Kontaminacja biofilmem stanowi istotne wyzwanie dla regularnych procedur czyszczenia i dezynfekcji. Powierzchnie z rougingiem mogą przyspieszać powstawanie zanieczyszczeń powierzchniowych i rozrost biofilmu, a także nasilać odchylenia mikrobiologiczne. Ten efekt synergistyczny może szybko prowadzić do powstawania uporczywych skupisk rougingu i biofilmu, jak pokazano w tej symulacji. Przedstawiony test czyszczenia jednoznacznie wykazuje, że skuteczne czyszczenie, profilaktyka i strategie dezynfekcji są nieodzowne w ramach systematycznej regulacji kontaminacji.

Bibliografia

(1) Hall-Stoodley, L. i Stoodley, P. (2002) Developmental Regulation of Microbial Biofilms. Current Opinion in Biotechnology. 13:228-233.

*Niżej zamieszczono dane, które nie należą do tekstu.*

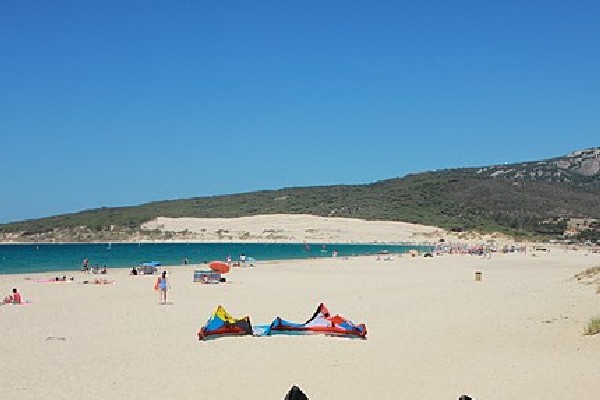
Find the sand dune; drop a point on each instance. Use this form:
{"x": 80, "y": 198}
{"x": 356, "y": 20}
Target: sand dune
{"x": 301, "y": 228}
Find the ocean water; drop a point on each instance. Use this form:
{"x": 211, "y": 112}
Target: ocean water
{"x": 28, "y": 258}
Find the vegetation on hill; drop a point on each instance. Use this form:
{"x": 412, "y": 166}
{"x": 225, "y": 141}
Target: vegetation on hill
{"x": 535, "y": 198}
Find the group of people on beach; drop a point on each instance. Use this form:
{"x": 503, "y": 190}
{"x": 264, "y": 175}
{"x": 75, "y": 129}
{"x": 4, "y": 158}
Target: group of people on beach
{"x": 85, "y": 268}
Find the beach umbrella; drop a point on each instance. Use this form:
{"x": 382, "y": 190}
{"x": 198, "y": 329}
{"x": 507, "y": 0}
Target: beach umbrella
{"x": 219, "y": 266}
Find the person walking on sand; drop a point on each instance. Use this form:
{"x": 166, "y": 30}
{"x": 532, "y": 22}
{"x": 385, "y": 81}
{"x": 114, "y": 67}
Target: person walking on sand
{"x": 14, "y": 298}
{"x": 163, "y": 284}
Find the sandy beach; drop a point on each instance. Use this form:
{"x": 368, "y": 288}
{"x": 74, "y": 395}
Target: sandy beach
{"x": 433, "y": 332}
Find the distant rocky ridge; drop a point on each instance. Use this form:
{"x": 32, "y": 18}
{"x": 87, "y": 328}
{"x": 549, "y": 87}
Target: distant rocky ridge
{"x": 548, "y": 198}
{"x": 582, "y": 167}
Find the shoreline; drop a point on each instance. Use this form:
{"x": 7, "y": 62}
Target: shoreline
{"x": 427, "y": 319}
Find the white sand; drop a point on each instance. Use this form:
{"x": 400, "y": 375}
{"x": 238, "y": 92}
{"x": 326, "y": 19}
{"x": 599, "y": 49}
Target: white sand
{"x": 433, "y": 332}
{"x": 300, "y": 228}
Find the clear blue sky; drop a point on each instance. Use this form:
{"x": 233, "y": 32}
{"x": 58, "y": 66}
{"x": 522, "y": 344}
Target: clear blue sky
{"x": 108, "y": 103}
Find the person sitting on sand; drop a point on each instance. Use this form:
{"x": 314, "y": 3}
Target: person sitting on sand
{"x": 14, "y": 298}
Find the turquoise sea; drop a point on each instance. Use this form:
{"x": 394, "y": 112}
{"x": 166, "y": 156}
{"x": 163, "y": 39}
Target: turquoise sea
{"x": 28, "y": 258}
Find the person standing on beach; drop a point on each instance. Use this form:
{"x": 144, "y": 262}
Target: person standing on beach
{"x": 163, "y": 284}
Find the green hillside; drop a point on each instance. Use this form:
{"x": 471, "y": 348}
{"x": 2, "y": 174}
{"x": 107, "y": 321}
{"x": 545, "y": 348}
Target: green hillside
{"x": 525, "y": 199}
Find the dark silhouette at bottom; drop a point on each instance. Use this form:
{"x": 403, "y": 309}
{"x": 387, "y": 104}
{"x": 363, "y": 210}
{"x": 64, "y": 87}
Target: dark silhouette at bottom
{"x": 295, "y": 394}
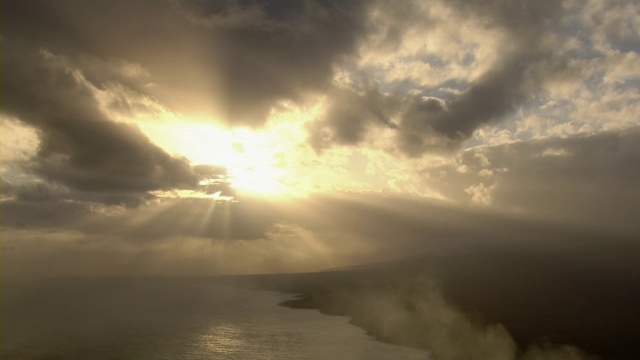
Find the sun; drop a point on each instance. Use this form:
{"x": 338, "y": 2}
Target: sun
{"x": 250, "y": 156}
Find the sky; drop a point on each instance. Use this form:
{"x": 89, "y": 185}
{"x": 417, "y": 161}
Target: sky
{"x": 206, "y": 137}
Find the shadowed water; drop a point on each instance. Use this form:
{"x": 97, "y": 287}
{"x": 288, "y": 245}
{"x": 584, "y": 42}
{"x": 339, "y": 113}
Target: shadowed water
{"x": 151, "y": 318}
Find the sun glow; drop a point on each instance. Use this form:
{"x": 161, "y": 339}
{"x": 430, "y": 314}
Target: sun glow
{"x": 250, "y": 157}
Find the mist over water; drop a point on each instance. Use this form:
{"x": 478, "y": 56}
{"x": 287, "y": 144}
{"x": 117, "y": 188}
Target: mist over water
{"x": 153, "y": 318}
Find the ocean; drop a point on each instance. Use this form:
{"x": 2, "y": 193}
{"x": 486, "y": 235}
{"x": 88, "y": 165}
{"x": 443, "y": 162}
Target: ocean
{"x": 172, "y": 318}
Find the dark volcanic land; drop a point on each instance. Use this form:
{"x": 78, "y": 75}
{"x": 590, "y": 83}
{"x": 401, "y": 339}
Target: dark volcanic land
{"x": 452, "y": 305}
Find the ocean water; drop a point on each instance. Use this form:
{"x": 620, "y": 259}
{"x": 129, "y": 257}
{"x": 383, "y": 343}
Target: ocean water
{"x": 151, "y": 318}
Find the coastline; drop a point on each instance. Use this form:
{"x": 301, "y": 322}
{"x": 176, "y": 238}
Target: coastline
{"x": 475, "y": 306}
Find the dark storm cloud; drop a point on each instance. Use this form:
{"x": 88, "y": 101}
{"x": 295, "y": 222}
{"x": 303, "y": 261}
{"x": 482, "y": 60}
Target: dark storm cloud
{"x": 427, "y": 125}
{"x": 241, "y": 58}
{"x": 587, "y": 181}
{"x": 350, "y": 114}
{"x": 81, "y": 146}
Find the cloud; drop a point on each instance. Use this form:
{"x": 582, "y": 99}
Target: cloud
{"x": 585, "y": 180}
{"x": 230, "y": 60}
{"x": 80, "y": 146}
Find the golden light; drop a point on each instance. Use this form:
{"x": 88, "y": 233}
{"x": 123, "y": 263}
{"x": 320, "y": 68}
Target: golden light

(2) ASTM E2562 – 12 Standard Test Method for Quantification of Pseudomonas aeruginosa Biofilm Grown with High Shear and Continuous Flow using CDC Biofilm Reactor.

(3) Buckingham-Meyer, K., Goeres, D.M. i Hamilton, M.A. (2007) Comparative evaluation of biofilm disinfectant efficacy tests. Journal of Microbiological Methods. 70: 236-244.

(4) Dell’Aringa, B., Deal, A., Klein, D., i Lopolito, P., (2013) The Use of CDC Biofilm Reactor to Test Cleaning Agents, Poster, Center for Biofilm Engineering Conference, Montana State University, 5.-6. lutego 2013.